Background/Purpose: We have previously reported the efficacy and safety results of ustekinumab (UST), an IL-12/23 p40 inhibitor, in patients with active psoriatic arthritis (PsA) up to 2yrs of UST treatment from the PSUMMIT 1&II trials. Here, we describe the sustained effects of UST using the modified Psoriatic Arthritis Response Criteria (PsARC) response. Although not validated, the modified PsARC has been widely used in PsA clinical trials and clinical practice. Methods: Adult PsA patients with active disease (≥5 SJC and ≥5 TJC; CRP≥0.3mg/dL [ULN 1.0 mg/dL]) despite DMARD and/or NSAID therapy (PSUMMIT 1, n=615; PSUMMIT 2, n=312 [of which 180 pts were previously treated with DMARD and/or NSAID, and prior anti-TNFα therapy]) were randomized to UST45mg, 90mg, or PBO at wks 0, 4, and q12wks, thereafter. PBO-treated pts were crossed over to UST45mg at wks24 and 28 followed by q12wk dosing. At wk16, patients with <5% improvement in TJC & SJC entered blinded early escape [EE] (PBO→UST45mg; UST45mg→90mg; 90mg→90mg). No concomitant DMARDs with the exception of MTX (approx 50% of patients in each study) were permitted.  Patients were considered a responder using the modified PsARC if improvement was demonstrated in ≥ 2 (including≥1 of the joint criteria) of the following criteria and no deterioration was noted in the other criteria:  ≥30% decrease in the swollen joint count, ≥30% decrease in the tender joint count, ≥20% improvement in the patient’s overall assessment (VAS), and ≥20% improvement in the physician’s overall assessment (VAS). The proportion of patients who were modified PSARC responders and ACR 20 non-responders at wk28 were assessed.

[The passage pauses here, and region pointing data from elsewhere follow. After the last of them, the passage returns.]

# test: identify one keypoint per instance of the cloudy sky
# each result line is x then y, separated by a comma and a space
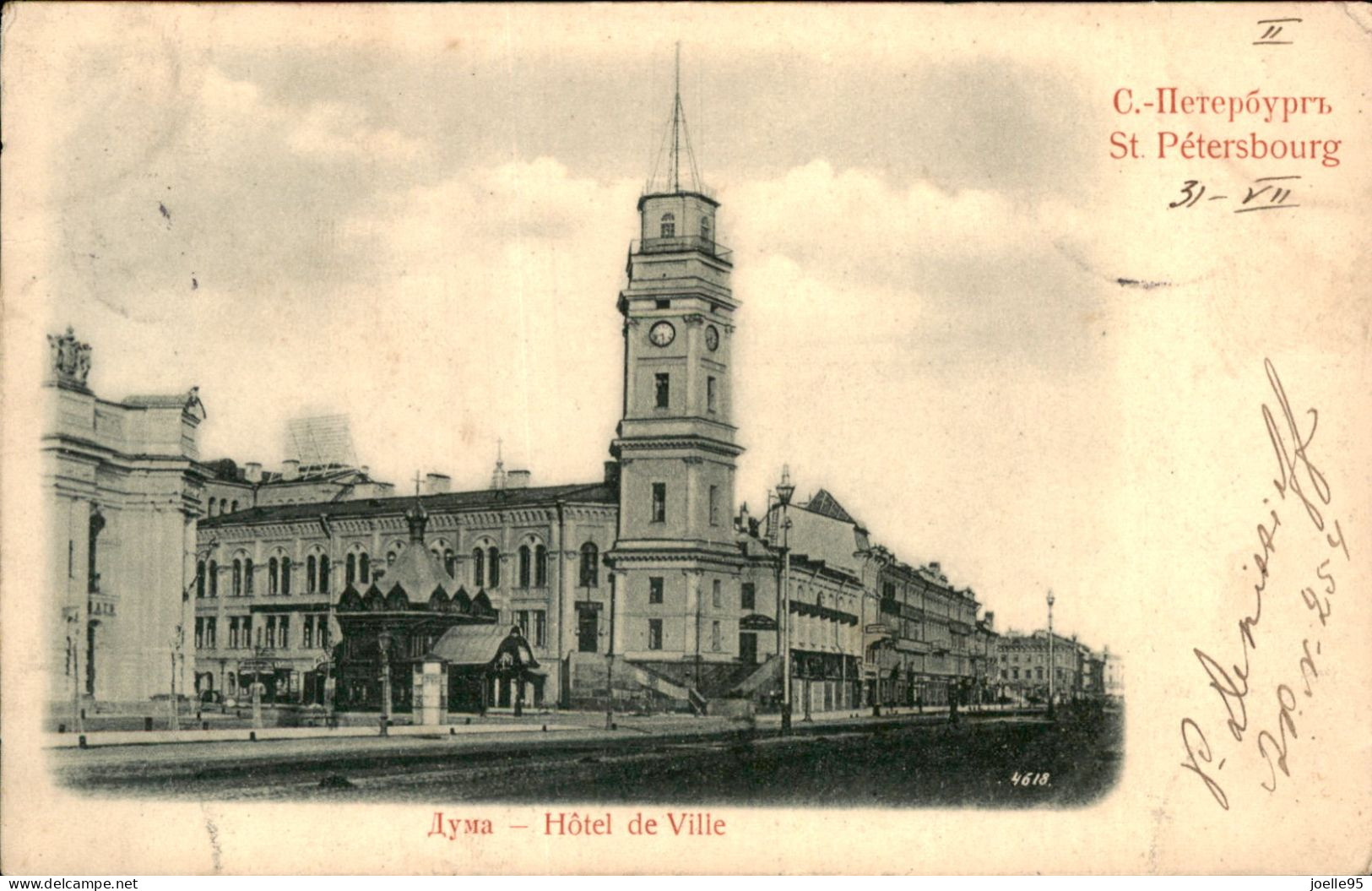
419, 217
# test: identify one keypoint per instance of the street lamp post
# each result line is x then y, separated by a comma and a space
384, 644
784, 492
1051, 711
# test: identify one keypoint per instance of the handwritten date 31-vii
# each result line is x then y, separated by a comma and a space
1302, 486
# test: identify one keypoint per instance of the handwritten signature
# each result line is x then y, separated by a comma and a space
1302, 481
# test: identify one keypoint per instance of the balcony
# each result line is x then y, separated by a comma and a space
682, 243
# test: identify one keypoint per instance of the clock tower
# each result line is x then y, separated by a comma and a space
675, 563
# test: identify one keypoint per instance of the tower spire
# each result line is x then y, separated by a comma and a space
498, 474
676, 118
675, 143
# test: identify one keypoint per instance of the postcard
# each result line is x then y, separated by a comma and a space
689, 438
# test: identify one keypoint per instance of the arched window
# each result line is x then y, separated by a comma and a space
590, 564
479, 568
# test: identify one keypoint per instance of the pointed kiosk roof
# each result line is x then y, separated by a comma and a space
417, 572
827, 506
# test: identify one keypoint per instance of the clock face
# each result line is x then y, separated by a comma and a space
662, 334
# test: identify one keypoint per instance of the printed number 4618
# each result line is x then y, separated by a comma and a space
1029, 779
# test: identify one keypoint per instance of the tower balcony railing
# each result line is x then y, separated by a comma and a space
681, 243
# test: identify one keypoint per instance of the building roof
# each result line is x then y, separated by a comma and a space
482, 498
480, 644
827, 506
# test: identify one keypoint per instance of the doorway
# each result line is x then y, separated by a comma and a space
588, 629
748, 647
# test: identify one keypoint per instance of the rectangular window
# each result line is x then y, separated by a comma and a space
662, 388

Results:  Modified PSARC results are summarized in Table 1.  Statistically significantly higher PSARC response rates were observed as early as wk4 for both UST groups vs PBO in the PSUMMIT 1 trial and statistically significantly higher responses were also observed at wks 8, 12 and 24 for both UST dose groups vs PBO in both trials.  Responses in both UST dose groups continued to increase after wk24, reached a plateau at wk28 and were maintained through wk52.  Patients who were initially randomized to PBO and crossed over to 45mg achieved similar responses to those originally randomized to UST. Higher PSARC responses were consistently observed at wk8-24 for both UST groups vs PBO regardless of baseline MTX status. The early onset of PSARC responses observed was consistent with early onset of ACR20 responses. UST was generally well-tolerated.

Conclusion:   Significantly higher PSARC responses were observed as early as wk4-8 for both UST dose groups vs PBO. Improvements observed at wk24 continued to increase at wk28 and were sustained through wk52.